I was on a zoom call with some friends from Ananda India this past week. We were discussing uploading audio files to be able to share different talks of Swami Kriyananda through the internet.

At one point Aryavan, who happened to be at the Delhi airport, was telling us about the noise cancellation features of an audio recording and editing software application. The irony of his setting ran rich with humor.

It was so loud in his background because he was at the airport (a very crowded Indian airport!) that we could barely hear what he was saying. In other words, as he was describing the noise cancellation software, his own voice was canceled out by background noise! Divine Mother’s sense of humor played through loud and (not so) clear. :)

This paradoxical experience reminded me of how Paramhansa Yogananda described Ananda Moi Ma in Autobiography of a Yogi:

“The closest of dear friends, she made one feel, yet an aura of remoteness was ever around her—the paradoxical isolation of Omnipresence.”

The divine paradox is expressed beautifully by Swami Kriyananda in a song about Divine Mother called “Farther Away than the Stars”:

I have a Love Who’s far away,
Far away, far away;
I have a Love Who’s far away,
Farther away than the stars.
And yet, She’s stolen my heart away,
Heart away! heart away;
And yet, She’s stolen my heart away,
Farther away than the stars.
Keep me not bound, no! teach me to fly,
Far from earth’s madness—free ere I die!
Keep me not bound here, teach me to fly,
Farther away than the stars.
There’s nothing here nearly so dear,
Nearly so dear, nearly so dear.
There’s nothing here nearly so dear
As Her laughter away in the stars.

How can God be “farther away than the stars” and “nearly so dear” at the same time?
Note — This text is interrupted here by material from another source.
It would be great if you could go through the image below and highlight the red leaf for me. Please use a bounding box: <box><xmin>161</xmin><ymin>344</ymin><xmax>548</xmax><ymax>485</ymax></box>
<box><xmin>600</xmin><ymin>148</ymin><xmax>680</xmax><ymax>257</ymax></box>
“Leave a few mysteries to explore in Eternity,” Sri Yukteswar used to say with a smile. “How could man’s limited reasoning powers comprehend the inconceivable motives of the Uncreated Absolute? The rational faculty in man, tethered by the cause-effect principle of the phenomenal world, is baffled before the enigma of God, the Beginningless, the Uncaused. Nevertheless, though man’s reason cannot fathom the riddles of creation, every mystery will ultimately be solved for the devotee by God Himself.” – Autobiography of a Yogi

Divine Mother is playing an exquisite hide and seek game with us. Ma is far, and yet nearly so dear!

Let’s fall in love with Her through the sweet paradox of her Omnipresence.